ECLI:NL:RBDHA:2018:9657
Rechtbank Den Haag
- Tussenbeschikking
- Rechtspraak.nl
Verzoek om vervangende toestemming tot verhuizing van minderjarige kinderen naar Ierland
In deze zaak heeft de Rechtbank Den Haag op 13 februari 2018 een tussenbeschikking gegeven in een geschil tussen een vader en een moeder over de vervangende toestemming voor verhuizing van hun minderjarige kinderen naar Ierland. De vader, die de Ierse nationaliteit heeft, heeft verzocht om toestemming om met de kinderen naar Ierland te verhuizen, waar hij een nieuwe start wil maken met zijn nieuwe partner en familie. De moeder, die de Nederlandse nationaliteit heeft, heeft verweer gevoerd en betwist dat de verhuizing in het belang van de kinderen is. Ze vreest dat het contact met de kinderen zal verslechteren en dat de vader niet zal voldoen aan zijn informatie- en consultatieplicht.

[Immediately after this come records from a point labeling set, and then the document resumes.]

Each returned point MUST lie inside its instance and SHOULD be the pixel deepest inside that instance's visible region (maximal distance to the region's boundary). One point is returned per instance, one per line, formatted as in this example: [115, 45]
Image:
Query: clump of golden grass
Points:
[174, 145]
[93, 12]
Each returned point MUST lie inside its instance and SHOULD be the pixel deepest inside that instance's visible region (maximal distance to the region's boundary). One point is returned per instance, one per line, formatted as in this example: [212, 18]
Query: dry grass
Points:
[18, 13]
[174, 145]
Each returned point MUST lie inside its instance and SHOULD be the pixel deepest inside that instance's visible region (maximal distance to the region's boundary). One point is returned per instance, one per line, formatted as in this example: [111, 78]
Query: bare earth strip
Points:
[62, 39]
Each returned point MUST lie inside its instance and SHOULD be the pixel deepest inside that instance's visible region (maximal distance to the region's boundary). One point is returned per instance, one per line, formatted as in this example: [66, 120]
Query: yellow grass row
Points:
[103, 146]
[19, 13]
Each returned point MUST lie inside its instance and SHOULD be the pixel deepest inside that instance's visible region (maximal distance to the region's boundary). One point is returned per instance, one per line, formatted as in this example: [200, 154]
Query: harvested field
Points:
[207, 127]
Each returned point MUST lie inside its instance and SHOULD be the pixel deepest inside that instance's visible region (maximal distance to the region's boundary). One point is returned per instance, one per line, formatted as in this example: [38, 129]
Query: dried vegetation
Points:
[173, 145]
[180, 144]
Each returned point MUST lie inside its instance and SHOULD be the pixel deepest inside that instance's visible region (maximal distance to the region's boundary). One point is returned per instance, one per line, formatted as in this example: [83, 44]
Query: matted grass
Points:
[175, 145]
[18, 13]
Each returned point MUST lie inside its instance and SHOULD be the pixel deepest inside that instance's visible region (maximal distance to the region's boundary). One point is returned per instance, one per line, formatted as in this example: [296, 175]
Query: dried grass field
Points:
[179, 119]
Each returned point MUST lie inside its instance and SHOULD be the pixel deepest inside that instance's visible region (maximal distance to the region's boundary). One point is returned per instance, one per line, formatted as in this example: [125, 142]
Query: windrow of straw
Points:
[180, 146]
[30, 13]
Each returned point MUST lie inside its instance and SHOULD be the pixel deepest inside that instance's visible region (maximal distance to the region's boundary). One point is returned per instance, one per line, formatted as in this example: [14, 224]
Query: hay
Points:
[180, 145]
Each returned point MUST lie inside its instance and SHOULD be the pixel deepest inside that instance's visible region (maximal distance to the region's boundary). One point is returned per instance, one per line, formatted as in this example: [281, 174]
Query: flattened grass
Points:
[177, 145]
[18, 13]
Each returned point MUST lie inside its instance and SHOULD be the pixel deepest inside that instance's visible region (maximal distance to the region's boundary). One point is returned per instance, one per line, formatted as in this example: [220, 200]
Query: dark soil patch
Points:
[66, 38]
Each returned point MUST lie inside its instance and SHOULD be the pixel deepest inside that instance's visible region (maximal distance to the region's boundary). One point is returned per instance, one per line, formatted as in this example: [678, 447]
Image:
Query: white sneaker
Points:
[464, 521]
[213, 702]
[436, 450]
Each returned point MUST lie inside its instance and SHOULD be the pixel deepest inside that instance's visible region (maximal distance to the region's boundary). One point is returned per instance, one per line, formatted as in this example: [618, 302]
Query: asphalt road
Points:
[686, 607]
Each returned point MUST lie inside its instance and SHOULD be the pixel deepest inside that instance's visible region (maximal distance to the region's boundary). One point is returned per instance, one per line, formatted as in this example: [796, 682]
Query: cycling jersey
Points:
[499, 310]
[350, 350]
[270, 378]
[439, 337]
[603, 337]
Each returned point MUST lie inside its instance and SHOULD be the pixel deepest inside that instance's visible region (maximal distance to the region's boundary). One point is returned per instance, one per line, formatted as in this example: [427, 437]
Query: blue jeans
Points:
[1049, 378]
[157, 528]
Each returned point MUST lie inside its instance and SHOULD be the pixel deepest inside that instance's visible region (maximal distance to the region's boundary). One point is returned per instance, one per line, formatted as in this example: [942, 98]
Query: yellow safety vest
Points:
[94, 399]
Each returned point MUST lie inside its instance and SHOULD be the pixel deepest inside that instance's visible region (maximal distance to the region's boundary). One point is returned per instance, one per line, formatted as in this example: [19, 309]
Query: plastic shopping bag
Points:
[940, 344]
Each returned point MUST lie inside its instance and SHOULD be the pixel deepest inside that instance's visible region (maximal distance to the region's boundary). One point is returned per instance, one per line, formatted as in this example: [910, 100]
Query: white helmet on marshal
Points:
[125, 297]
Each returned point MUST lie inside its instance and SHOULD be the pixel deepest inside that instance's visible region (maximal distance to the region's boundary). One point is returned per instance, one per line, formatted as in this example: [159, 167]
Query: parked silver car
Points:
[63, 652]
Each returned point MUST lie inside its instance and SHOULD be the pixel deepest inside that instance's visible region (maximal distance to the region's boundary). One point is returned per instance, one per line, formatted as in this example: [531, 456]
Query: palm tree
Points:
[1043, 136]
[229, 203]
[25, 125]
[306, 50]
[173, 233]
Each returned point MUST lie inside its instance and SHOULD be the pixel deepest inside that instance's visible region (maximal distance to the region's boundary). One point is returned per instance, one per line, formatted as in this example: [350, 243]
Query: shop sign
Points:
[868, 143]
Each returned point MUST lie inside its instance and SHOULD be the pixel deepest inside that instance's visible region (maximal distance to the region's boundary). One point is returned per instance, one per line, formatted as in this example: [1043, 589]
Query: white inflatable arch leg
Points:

De rechtbank heeft ter zitting geprobeerd een vergelijk tussen partijen te beproeven, maar dit heeft niet geleid tot een oplossing. De rechtbank heeft vastgesteld dat er onvoldoende informatie is om te beslissen over de verhuizing en heeft daarom een raadsonderzoek gelast. Dit onderzoek moet inzicht geven in de situatie van de kinderen en de gevolgen van de verhuizing voor hun welzijn. De rechtbank heeft de behandeling van de zaak aangehouden tot 1 april 2018, in afwachting van het rapport van de Raad voor de Kinderbescherming. De rechtbank heeft beide partijen verzocht om mee te werken aan het onderzoek en heeft benadrukt dat het belangrijk is dat de communicatie tussen de kinderen en de moeder wordt verbeterd.
De rechtbank heeft in haar beslissing aangegeven dat het onderzoek moet beantwoorden aan de vragen over de zorgregeling en de impact van de verhuizing op de kinderen. De rechtbank heeft ook de griffier opgedragen om de processtukken aan de Raad voor de Kinderbescherming te sturen, zodat het onderzoek kan worden uitgevoerd. De zaak zal na ontvangst van het rapport opnieuw worden behandeld.